Editing and Adjustment a.k.a Post-Processing (as part of a Digital Workflow)

This is the meat of the work that goes into each image. Its interesting that more photographers want to know about your post-processing that any other phase in your workflow. Lets face it, file management is not as interesting. Post-processing is one of the most fun and difficult parts of your workflow. It can turn your image into a piece of art, or pixel junk. But it takes a lot of experience to know what you are doing.

post-processing

There are tons of tools that can be used, but none as widely used or known as Adobe Photoshop. In fact, the word photoshop is been made a verb and its synonymous with the editing and processing of a image. There are even times when photographers already know how they are going to Photoshop an image at the moment they are shooting it... (essentially fixing it) There are tons of books, articles and web sites teaching, instructing, guiding and showing how to add, change and construct your workflow. The thing is that each discipline requires a different workflow, and each file is edited in a different way. In the case of photojournalist, there are a code of ethics that even prevents them from the manipulation of the material they are to submit - (keeping certain image tuning practices still at the table).

But what is involved? Well, a good resource to start is this Tutorials For Photoshop CS3.COM.. but an example could be something like the article written by Roman Zolin.

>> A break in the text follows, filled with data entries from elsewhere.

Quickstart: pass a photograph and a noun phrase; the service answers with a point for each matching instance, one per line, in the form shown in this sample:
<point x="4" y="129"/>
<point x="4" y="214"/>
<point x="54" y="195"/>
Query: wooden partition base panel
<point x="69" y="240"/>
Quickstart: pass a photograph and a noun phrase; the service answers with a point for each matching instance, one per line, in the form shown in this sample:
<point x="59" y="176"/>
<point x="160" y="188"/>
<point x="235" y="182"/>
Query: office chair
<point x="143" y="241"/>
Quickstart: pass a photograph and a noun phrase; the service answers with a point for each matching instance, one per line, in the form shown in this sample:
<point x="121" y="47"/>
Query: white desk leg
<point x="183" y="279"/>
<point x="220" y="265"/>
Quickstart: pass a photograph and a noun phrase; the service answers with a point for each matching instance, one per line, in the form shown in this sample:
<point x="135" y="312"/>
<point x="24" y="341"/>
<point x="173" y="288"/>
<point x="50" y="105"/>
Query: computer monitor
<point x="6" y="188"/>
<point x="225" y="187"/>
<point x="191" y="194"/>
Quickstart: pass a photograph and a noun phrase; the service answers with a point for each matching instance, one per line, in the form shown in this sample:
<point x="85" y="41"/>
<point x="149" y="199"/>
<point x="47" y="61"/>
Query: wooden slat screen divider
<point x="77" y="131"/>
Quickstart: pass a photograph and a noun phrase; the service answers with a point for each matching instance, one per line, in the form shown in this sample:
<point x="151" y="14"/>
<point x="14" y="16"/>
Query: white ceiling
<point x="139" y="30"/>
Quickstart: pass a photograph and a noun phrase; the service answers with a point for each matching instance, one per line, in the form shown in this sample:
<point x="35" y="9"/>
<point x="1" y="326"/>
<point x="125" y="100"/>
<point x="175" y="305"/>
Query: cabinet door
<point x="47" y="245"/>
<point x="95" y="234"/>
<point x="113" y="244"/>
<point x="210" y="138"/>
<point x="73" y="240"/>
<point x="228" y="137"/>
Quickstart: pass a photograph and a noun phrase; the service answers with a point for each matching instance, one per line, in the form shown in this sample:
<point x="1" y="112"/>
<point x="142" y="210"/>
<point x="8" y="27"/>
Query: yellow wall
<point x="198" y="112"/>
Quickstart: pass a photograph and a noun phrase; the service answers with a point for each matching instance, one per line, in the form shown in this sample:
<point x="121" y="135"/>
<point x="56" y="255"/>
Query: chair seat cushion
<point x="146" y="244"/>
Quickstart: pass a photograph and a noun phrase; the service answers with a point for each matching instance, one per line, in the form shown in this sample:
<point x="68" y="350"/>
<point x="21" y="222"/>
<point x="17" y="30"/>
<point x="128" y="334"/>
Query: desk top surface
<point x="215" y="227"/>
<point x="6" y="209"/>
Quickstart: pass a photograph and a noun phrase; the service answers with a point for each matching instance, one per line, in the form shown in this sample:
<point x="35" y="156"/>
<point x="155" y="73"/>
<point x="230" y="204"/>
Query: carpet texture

But if I were to take my workflow as an example - what would it look like? In general terms - like this:


Picture 5

  • I do the retouching first - that is a layer where by using the liquify, clone, heal and other tools I re-shape, re-skin and clean surfaces and distractions that the image might present. In the above image, the amount of changes were rather small and almost no adjustments were done with the exception of some light re-touching of the skin.
  • My second step is the mask creation for the isolation of layers - in this case there are only two (the model with the tree and the background). This is so I can process them separately.
  • Tonality and colour changes are the last step that I tackle - These include level, curves, shift, contrast, saturation adjustments etc. This image does not show it, but skin colour correction also occurs (and typically before and isolated to the rest of the image components, by reducing some red shifts that happens by the DRLSs). These can some times be done at a specific area.

Other photographers do things differently. When smarts and budget allows, a photographer reaches out to a professional re-toucher. It has to be said that plenty of patience, time, knowledge and skills go into a post-processing phase and when you are looking for quality, a professional retoucher would be a smart way to address it. The following sample is from a skilled retoucher by the name of Bianca Carosio. This is a great before/after sample of what can be done when you have the skills.


Vogue_Doll
(Before/After post-processing sample - Photographer: Quavondo | Retoucher Bianca Carosio)


My sample image was a simple image to post-process as I had achieved what I wanted when I shot the image. At the end of the process, and this is key for the rest of the workflow, each version has to go back into the library. I make use of a feature in Aperture to "stack" images, this way I keep track of the original RAW, the developed version and the final PSD, which is then used used to generate all the final versions.